A Nigerian teenager who was sentenced by a Sharia Court in 2020, Omar Farouk, has relocated from Nigeria due to threats to his life.
A appellate division of Kano State High Court had in January acquitted Farouk of blasphemy and quashed the 10 years imprisonment passed on him by the state’s Upper Sharia Court on August 10, 2020.
The court also quashed the conviction but ordered a retrial of a 22-year-old musician, Yahaya Shariff-Aminu, who was sentenced to death for blasphemy by the Upper Sharia Court on the same day it convicted the 13-year-old boy.

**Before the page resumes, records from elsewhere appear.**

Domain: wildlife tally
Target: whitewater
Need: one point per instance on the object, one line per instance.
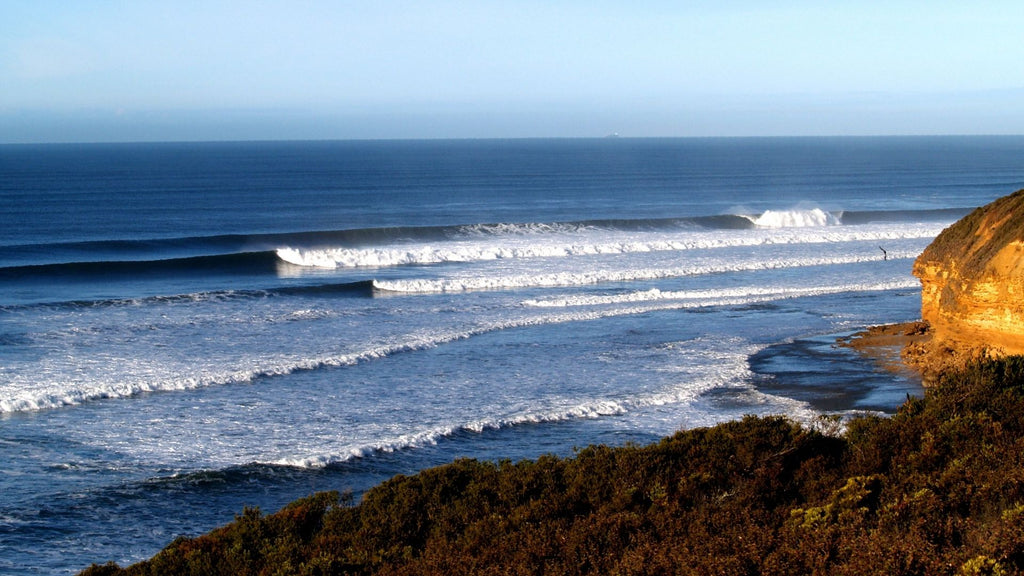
(188, 329)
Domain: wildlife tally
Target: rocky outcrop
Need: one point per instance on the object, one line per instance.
(973, 285)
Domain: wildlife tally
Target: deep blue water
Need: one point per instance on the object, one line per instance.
(187, 329)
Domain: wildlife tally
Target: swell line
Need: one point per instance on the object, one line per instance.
(40, 396)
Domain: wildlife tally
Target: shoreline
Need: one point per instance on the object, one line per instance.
(892, 345)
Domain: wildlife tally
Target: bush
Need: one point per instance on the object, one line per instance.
(936, 489)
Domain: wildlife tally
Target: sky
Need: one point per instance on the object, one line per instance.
(225, 70)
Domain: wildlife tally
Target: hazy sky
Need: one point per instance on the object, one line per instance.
(88, 71)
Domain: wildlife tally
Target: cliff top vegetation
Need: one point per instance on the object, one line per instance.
(973, 242)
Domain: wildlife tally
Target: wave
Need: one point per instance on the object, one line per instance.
(591, 244)
(39, 396)
(359, 288)
(797, 218)
(568, 279)
(133, 253)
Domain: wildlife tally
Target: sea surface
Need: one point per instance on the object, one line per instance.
(188, 329)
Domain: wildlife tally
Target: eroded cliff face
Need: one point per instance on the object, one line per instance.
(973, 282)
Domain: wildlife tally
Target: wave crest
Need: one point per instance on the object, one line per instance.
(814, 217)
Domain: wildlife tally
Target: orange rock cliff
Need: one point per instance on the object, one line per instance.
(973, 282)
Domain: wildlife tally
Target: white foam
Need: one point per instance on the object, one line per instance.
(590, 277)
(94, 381)
(495, 247)
(814, 217)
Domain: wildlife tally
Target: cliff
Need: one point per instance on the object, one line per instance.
(973, 287)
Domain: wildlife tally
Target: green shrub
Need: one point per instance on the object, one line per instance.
(936, 489)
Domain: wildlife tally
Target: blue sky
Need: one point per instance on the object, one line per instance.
(110, 71)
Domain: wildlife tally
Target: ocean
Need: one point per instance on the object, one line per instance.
(188, 329)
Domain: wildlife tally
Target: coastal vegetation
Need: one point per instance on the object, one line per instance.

However, an international organisation, Poland’s Auschwitz-Birkenau Memorial and Museum, in a post on its website said Farouq was facing further threats to his life from some extremists in Kano State and has been relocated from Nigeria.

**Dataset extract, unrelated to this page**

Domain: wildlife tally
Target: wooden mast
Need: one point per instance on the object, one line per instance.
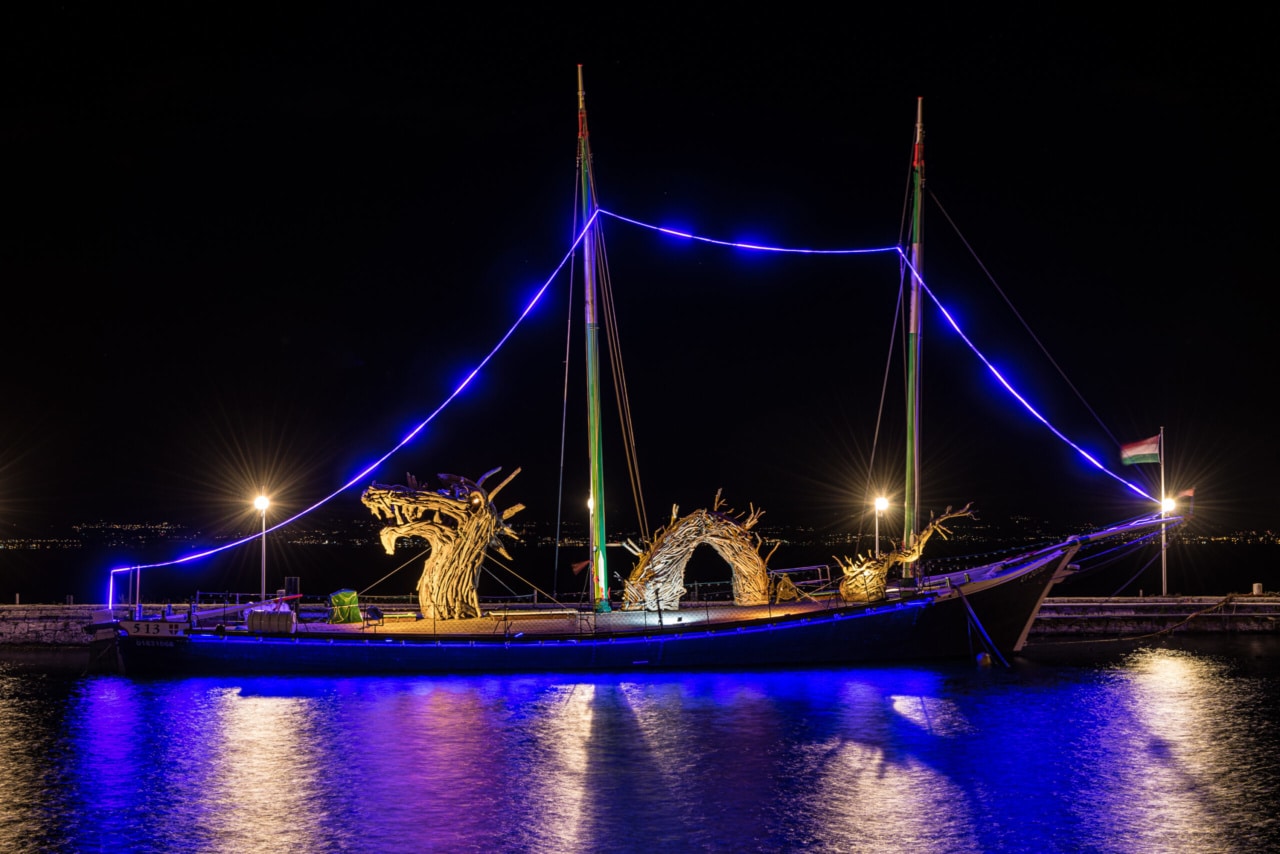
(912, 491)
(597, 537)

“He is still under severe threat by extremist groups. In order to avoid a possible attack, Omar had to immediately relocate following his release,” Director of Poland’s Auschwitz-Birkenau Memorial and Museum, Piotr Cywinski, said.
“We plan to help Farouq to build a new life. Depending on the amount raised, we plan to provide him with a new home in a safe environment outside the Kano State where he was accused and tried, pay for his education, and also compensate part of the costs incurred by the lawyers supporting him in Nigeria.
The United Nations Children’s Fund (UNICEF) through its Country Representative in Nigeria, Peter Hawkins, had said Farouk’s sentencing with menial job, was wrong and negated “all core underlying principles of child rights and child justice that Nigeria – and by implication, Kano State – has signed to.”